Strom aus der PV-Anlage
Moderne Wärmepumpen haben eine Schnittstelle, über die die PV-Anlage mitteilen kann, dass die Sonne scheint und es von Vorteil wäre, die Heizung einzuschalten. So wird das Warmwasser für die Dusche neu über Mittag bei Sonnenschein mit dem eigenen Strom erhitzt und nicht mehr in der Nacht bei Niedertarif aus dem Netz. Rainer Gutensohn, Produktmanager für Wärmepumpen bei Viessmann, sagt, dass bei gut 10% der neuen Anlagen bereits heute die Wärmepumpe mit einer PV-Anlage kombiniert wird. «Der Preis von PV-Anlagen sinkt von Jahr zu Jahr und die Technologie ist in aller Munde», sagt Gutensohn. Seit dem 1. Januar 2018 ist zudem der Eigenverbrauch des Stroms nach dem Energiegesetz explizit erlaubt. Davor hing es vom lokalen Energieversorger ab, ob er den Eigenverbrauch tolerierte.
Wärme speichern
Wer eine Wärmepumpe mit Erdsonde hat, kann die Solarenergie saisonal im Boden speichern. Die Effizienz einer Wärmepumpe wird mit dem Coefficient Of Performance (COP) angegeben, auf Deutsch «Leistungszahl». Eine gute Wärmepumpe hat beispielsweise einen COP von 3,9 bei einer Soletemperatur von 2°C in der Erdsonde und einer Vorlauf-/Warmwassertemperatur von 45°C. Das bedeutet, dass mit 1 kW Strom 3,9 kW Wärme produziert werden können. Bleibt die Sole nun dank Regeneration 7°C warm – nahe der unbeeinflussten Temperatur des Erdreichs von 10°C, liegt die Leistungszahl bei 4,4. Die Wärmepumpe gibt mit gleich viel Strom 13% mehr Wärme ab.

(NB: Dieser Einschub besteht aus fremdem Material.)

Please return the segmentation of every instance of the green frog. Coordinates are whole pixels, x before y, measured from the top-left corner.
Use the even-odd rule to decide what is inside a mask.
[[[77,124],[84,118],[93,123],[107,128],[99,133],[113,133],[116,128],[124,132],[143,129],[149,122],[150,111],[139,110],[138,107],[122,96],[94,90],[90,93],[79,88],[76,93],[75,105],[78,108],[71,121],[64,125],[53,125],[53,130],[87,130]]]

In der Praxis wichtiger ist die Jahresarbeitszahl – quasi der COP für die ganze Heizungsanlage.[1] Hier wird berücksichtigt, dass sich die Temperaturen der Erdsonde und die benötigten Vorlauftemperaturen der Heizung übers Jahr verändern. Typische Jahresarbeitszahlen liegen laut Michael Geissbühler, Geschäftsführer von PVT Solar, bei knapp 4 für eine gute Erdwärmesondenheizung und bei Werten zwischen 4 und 5 für Anlagen mit regenerierten Erdsonden oder andern saisonalen Speichersystemen (wo Erdsonden nicht erlaubt sind, bieten sich Erdregister oder Eisspeicher als Alternativen an).
Forschungstagung 2015
Die Idee, Wärmepumpen mit Solarenergie zu kombinieren, gibt es schon länger. Bereits 2015 war dies ein Schwerpunkt an der jährlich vom Bundesamt für Energie (BFE) veranstalteten Wärmepumpen-Forschungstagung. Mittlerweile bieten alle Hersteller entsprechende Geräte an, um entweder die Erdsonde zu regenerieren oder PV-Strom zu nutzen. Robert Diana, beim Verband Suissetec Leiter des Fachbereichs Heizung, sagt, dass die Kunden bereit sind: «Viele Bauherren wünschen sich, die Wärmepumpe mit Solarthermie oder Photovoltaik zu kombinieren.» René Naef, Ingenieur und Planer für Haustechnik mit Schwerpunkt Solarenergie, bestätigt dies: «Die Bauherren investieren gerne in Heizungsanlagen, die Solarenergie nutzen.» Die Leute wollen nicht nur umweltbewusst leben, sondern dies auch zeigen. Da sei es schon attraktiv, dass man die Solaranlage von aussen sehe. Und es sei nicht mehr wie vor zehn Jahren, als Wärmepumpen und Solarthermie Konkurrenten waren: «Heute sind die beiden Technologien verheiratet. Sie ergänzen sich gut.»
«Nicht zu viel erwarten!»
Sowohl Naef als auch Diana warnen aber vor übertriebenen Erwartungen: «Technisch und regulatorisch muss man einige Dinge beachten», sagt Diana. So sei beispielsweise der Spielraum, in dem das Erdreich bewirtschaftet werden könne, relativ klein. Die PE-Leitungen der Erdsonde dürfen wegen des Materials nur bis ca. 40°C erhitzt werden. Auch der Eigenverbrauch der PV-Anlage kann nicht beliebig gesteigert werden. In der 2019 publizierten Studie «Lewasef» [2] haben Ralf Dott und sein Team an der FHNW Muttenz die Kombination von Wärmepumpen und Solarenergie im Labor getestet. Wenn der Überschuss der PV-Anlage in den Warmwasserspeicher und in die Fussbodenheizung geleitet wird, steigert sich der Eigendeckungsgrad der getesteten Anlage von 47 auf 50%.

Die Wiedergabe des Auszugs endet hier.